Corny, I know, but what do you expect from a second grader? I’m sure he could relate to the joke. There’s something about a bath that children loathe. They come up with all sorts of reasons why they don’t want to or need to take a bath. When my son was in elementary school I chaperoned a four day trip to Savannah, Georgia.  We had been out seining on the beach and when we returned to the hotel I sent one of the boys in the bathroom to take the first shower.  In less than two minutes, he came out in different clothes and said he was done.  Growing up with brothers has its advantages.  I knew something was a bit off.  I walked into the bathroom and there wasn’t a single towel unfolded nor had the bar of soap been opened. I immediately sent him back to bathe.

Teenagers are quite the opposite.  They stay in the shower until the well runs dry.  While one might think girls are the ones who use up all the hot water in the shower, an informal pole I took indicates boys are just as bad.  You could get a day’s work done in the time it takes a teenager to bathe.

As adults, we recognize the need to bathe daily, so why do many want to follow the practice of spiritually bathing once a week? There are adults embrace this habit. They pop into church on Sunday to get cleaned up for the week and don’t see the purpose in being cleansed daily by the Lord. The Lord Himself knew the benefit and purpose of spending time daily with the Father [Mark 1:35]. We; however, tend to grade sin.  We say murder is worse than telling a lie, but sin is sin in that it all nailed Jesus to the cross. Even without intentionally sinning, we all fall short of living a life of perfection [Romans 3:23]. We need to be cleansed daily from our sins and unrighteousness to keep us from being separated from the Lord. We do not need to take up bathing habits from children.

We also don’t need to follow a teenager’s lead when it comes to bathing practices. Showering until the well runs dry isn’t a good idea.  While the spiritual well won’t ever run dry (thankfully), we cannot simply remain hidden away in the presence of the Lord and accomplish the work He prepared in advance for us to do [Ephesians 2:10].  We have to get out into the world in order to be His witnesses and spread the Gospel [Acts 1:8].  In Matthew 9:12, Mark 2:17, and Luke 5:31 Jesus said,

It is not the healthy who need a doctor, but the sick.”
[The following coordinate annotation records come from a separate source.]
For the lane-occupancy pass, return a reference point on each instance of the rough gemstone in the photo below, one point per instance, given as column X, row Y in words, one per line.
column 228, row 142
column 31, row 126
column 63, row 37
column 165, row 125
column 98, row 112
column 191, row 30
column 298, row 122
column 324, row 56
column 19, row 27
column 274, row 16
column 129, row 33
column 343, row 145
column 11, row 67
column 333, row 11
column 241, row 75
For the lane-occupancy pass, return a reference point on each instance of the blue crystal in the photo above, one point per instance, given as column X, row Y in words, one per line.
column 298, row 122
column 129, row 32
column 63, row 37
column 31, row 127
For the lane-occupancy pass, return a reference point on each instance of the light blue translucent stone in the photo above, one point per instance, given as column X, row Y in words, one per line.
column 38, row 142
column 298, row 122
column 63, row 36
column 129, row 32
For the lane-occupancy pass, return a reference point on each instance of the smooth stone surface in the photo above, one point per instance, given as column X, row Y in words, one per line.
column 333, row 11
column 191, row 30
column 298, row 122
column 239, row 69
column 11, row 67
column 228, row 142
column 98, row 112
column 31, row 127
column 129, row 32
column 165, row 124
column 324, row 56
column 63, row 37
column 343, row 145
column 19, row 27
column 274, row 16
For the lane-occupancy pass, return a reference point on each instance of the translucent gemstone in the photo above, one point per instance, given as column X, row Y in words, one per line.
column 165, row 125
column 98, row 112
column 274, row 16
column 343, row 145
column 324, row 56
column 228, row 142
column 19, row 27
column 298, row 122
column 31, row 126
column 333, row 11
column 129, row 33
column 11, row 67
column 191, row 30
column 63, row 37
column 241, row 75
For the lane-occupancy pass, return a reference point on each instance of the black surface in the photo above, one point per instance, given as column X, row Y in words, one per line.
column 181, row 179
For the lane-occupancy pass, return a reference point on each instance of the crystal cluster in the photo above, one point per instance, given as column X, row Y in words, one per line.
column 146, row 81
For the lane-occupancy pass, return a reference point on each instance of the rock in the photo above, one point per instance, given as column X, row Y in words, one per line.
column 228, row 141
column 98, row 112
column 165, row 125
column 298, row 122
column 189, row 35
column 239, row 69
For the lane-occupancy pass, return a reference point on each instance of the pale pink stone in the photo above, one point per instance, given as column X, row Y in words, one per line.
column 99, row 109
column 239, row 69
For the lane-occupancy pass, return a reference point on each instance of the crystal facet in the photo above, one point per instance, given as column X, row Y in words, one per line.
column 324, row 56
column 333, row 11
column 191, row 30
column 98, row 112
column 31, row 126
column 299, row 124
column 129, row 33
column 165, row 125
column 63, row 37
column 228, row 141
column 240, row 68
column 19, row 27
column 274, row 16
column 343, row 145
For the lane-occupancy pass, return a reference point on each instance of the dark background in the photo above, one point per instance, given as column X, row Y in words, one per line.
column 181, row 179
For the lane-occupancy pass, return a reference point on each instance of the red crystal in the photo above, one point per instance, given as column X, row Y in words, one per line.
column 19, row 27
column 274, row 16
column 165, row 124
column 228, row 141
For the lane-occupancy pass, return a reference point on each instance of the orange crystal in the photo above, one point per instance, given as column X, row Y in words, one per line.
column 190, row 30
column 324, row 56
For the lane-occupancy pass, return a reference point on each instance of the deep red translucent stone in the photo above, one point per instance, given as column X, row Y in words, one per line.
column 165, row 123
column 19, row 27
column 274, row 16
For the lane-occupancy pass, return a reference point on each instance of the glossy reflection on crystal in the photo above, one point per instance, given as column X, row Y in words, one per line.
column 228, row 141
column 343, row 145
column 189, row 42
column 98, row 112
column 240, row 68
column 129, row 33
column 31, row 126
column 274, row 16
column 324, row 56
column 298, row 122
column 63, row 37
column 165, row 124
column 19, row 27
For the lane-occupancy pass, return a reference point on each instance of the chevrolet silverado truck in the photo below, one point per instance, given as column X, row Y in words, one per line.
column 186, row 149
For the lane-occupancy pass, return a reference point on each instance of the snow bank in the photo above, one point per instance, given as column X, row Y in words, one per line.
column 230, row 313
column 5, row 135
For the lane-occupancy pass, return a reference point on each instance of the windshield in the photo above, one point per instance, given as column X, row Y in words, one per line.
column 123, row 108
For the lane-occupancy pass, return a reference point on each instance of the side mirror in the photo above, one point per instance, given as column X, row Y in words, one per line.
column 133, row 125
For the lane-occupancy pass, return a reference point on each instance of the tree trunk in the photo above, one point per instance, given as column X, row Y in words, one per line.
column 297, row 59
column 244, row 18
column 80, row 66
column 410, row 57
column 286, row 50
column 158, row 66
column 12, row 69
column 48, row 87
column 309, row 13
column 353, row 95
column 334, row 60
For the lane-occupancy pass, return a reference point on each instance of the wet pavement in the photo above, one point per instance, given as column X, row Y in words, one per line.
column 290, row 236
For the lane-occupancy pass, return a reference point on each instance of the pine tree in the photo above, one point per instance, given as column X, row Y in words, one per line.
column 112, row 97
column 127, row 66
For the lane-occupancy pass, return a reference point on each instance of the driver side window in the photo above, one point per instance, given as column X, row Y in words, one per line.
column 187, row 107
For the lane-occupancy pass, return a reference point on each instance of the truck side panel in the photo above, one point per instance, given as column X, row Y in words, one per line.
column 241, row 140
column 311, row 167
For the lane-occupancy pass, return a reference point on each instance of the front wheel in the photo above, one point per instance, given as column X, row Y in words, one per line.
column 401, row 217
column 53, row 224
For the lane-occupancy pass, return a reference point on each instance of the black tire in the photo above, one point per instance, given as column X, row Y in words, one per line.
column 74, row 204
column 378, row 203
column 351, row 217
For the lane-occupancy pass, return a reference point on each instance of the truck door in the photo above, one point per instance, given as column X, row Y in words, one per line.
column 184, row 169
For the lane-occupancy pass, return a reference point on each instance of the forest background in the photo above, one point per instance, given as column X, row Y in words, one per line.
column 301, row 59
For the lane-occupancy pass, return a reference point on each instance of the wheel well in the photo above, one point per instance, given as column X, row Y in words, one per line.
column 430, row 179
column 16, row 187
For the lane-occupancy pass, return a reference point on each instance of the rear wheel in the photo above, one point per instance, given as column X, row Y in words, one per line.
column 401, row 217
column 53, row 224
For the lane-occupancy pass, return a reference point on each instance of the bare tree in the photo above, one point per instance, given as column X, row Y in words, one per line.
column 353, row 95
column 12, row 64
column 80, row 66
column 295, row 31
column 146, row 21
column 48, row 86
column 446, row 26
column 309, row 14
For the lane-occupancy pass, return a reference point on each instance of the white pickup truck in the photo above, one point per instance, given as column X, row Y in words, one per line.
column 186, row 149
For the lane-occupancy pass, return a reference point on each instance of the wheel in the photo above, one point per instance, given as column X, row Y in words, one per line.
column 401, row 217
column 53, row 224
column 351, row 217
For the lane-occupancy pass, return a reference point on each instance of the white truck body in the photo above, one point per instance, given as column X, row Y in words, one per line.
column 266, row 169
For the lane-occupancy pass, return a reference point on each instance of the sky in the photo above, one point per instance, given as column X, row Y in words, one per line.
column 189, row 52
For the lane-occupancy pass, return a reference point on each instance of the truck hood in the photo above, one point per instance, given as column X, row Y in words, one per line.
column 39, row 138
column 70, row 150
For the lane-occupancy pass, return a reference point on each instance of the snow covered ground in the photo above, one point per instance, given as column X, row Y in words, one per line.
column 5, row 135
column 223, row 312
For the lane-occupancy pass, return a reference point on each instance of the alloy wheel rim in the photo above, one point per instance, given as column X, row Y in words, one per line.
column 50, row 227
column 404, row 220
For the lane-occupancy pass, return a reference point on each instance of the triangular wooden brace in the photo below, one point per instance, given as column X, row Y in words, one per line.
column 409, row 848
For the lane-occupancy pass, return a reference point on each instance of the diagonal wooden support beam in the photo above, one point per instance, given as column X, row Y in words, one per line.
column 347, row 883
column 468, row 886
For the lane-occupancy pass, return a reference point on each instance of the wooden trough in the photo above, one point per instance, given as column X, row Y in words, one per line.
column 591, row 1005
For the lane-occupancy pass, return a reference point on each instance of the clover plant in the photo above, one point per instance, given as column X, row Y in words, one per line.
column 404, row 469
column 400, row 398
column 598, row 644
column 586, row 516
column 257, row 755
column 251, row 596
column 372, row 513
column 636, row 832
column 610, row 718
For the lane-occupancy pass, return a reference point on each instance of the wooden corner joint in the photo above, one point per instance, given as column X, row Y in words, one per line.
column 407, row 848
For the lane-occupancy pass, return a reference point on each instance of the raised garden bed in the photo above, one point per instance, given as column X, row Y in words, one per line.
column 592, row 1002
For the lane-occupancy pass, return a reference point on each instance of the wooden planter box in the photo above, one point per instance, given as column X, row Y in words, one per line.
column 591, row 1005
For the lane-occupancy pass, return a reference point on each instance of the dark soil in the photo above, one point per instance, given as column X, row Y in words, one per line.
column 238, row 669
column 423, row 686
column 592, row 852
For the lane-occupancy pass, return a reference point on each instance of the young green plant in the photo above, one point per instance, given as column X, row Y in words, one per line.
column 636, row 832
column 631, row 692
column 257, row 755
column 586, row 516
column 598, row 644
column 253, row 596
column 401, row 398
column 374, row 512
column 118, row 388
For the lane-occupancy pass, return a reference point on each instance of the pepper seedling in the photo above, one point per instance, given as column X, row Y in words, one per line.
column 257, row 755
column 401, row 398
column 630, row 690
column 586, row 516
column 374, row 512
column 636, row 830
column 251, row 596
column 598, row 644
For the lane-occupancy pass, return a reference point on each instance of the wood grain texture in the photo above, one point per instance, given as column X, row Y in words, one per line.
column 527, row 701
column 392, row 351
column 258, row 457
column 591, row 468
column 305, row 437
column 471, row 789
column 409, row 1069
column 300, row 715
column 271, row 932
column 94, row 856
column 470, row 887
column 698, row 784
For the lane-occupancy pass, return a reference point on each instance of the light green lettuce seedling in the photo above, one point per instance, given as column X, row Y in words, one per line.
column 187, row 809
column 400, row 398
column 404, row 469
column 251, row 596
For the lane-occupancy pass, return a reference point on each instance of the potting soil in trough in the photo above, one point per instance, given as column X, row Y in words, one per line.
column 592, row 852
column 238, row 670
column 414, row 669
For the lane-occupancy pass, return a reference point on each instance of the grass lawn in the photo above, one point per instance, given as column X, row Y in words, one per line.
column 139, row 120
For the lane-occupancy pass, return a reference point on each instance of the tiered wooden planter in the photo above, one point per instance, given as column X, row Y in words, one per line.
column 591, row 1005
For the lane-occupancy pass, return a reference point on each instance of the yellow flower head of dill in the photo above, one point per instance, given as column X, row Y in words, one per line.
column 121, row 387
We’ve learned by now when the Lord repeats something multiple times He is driving His point home. The lost and hurting need to know  Jesus loves them and came to die for their sins [John 3:16].  As Romans 10:14-15 puts it,

How, then, can they call on the one they have not believed in? And how can they believe in the one of whom they have not heard? And how can they hear without someone preaching to them?  And how can they preach unless they are sent? As it is written, “How beautiful are the feet of those who bring good news!”

We are called to soak in the Lord’s presence each day and then take what we have received and share it with those we encounter in the world. It is what we were created to do.

The cross is a physical reminder of the greatest two commandments [Matthew 22:36-40]. The base of the cross, which the cross tie hangs on, is our relationship with Jesus.  We must invest in it daily.  Then, we must take all He gives us and share it in the corner of the world He’s placed us.

So, we have a choice.  We can be like a child, a teenager, or Jesus when it comes to spiritual bathing. It’s bath time. Whose example will you be following?